DR. JEROME SULLIVAN TOLD YOU SO. MORE THAN A decade ago, the South Carolina medical researcher came up with a theory explaining why young women rarely have heart attacks. It isn't that they are protected by the hormone estrogen, as conventional wisdom had it, said Sullivan, but that they lose iron every month during menstrual bleeding. And iron, he believed, promotes heart attacks.

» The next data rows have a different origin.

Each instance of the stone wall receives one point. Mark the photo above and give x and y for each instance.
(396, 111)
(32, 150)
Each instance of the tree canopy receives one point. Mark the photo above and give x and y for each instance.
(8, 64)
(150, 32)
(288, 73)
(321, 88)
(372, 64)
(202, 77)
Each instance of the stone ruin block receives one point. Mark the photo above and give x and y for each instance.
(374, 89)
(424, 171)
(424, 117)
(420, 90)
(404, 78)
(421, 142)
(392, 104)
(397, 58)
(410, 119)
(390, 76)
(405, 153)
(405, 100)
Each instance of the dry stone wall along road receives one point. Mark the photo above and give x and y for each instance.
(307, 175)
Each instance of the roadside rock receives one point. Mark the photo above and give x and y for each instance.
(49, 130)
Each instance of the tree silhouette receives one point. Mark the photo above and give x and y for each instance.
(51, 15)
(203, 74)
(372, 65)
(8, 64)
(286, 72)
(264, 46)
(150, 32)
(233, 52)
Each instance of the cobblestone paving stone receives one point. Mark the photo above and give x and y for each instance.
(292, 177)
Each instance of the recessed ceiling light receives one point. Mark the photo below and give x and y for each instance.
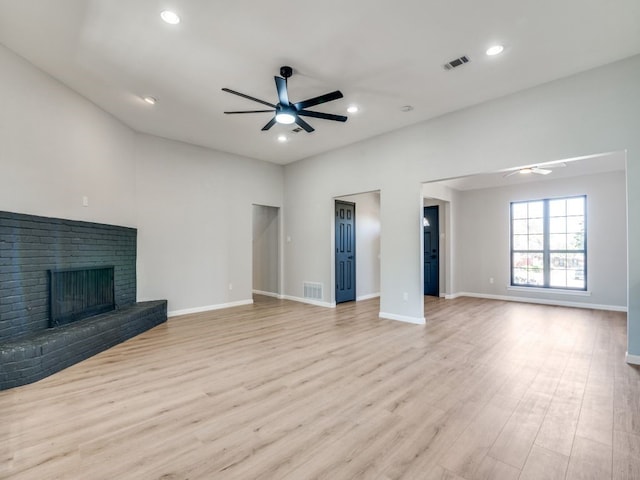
(170, 17)
(495, 50)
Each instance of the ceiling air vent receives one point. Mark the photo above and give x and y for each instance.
(456, 63)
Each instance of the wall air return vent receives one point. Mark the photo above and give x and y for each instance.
(456, 63)
(312, 290)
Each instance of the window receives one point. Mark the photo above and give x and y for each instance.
(548, 243)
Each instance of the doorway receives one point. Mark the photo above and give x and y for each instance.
(266, 251)
(345, 228)
(431, 233)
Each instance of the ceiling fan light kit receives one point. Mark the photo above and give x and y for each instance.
(287, 113)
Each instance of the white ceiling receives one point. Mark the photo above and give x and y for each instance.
(382, 55)
(591, 165)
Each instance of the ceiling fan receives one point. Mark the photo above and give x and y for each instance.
(535, 170)
(286, 112)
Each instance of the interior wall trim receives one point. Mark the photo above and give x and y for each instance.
(632, 359)
(541, 301)
(402, 318)
(207, 308)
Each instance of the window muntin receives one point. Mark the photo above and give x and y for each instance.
(548, 243)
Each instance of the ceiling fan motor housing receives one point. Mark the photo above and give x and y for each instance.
(286, 71)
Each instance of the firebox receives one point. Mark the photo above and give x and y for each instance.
(78, 293)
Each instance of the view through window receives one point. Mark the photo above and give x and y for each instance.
(548, 243)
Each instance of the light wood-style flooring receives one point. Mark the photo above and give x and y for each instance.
(282, 390)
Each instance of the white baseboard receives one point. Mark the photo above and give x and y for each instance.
(268, 294)
(541, 301)
(632, 359)
(317, 303)
(208, 308)
(368, 296)
(402, 318)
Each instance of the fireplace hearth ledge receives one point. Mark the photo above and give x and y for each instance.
(32, 357)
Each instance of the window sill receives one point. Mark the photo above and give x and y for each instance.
(554, 291)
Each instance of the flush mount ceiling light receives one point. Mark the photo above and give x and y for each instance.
(170, 17)
(285, 117)
(536, 170)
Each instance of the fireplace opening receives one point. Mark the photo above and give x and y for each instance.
(78, 293)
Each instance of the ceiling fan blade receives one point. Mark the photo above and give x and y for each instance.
(304, 124)
(271, 123)
(228, 90)
(325, 116)
(252, 111)
(283, 96)
(327, 97)
(509, 174)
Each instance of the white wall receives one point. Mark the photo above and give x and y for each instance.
(483, 238)
(192, 206)
(266, 249)
(594, 112)
(367, 243)
(56, 147)
(194, 217)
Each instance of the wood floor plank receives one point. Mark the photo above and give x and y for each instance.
(280, 389)
(626, 456)
(589, 460)
(542, 463)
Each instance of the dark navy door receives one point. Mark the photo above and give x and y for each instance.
(345, 251)
(431, 251)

Now a study from Finland, published in the American Heart Association journal Circulation, has provided strong evidence that he was right.

Nearly 2,000 Finnish men between the ages of 42 and 60, with no obvious evidence of heart disease, were monitored from 1984 through 1989; 51 ended up with heart attacks. It turned out that the second strongest risk factor, after smoking, was the blood level of a protein called ferritin -- and ferritin is a good indicator of overall iron levels. For each 1% increase of blood ferritin, there was more than a 4% increase in heart-attack risk. A ferritin level of 200 or more, compared with the normal 100 to 150, doubled the risk. The mechanism is unclear, but iron may contribute directly to heart-tissue damage as well as trigger the formation of artery-clogging plaques. If further studies bear out this result, it could explain not only the lower heart-attack rate in young women but also why eating meat can be dangerous (it's full of iron) and why aspirin can be a preventive (it can cause mild internal bleeding).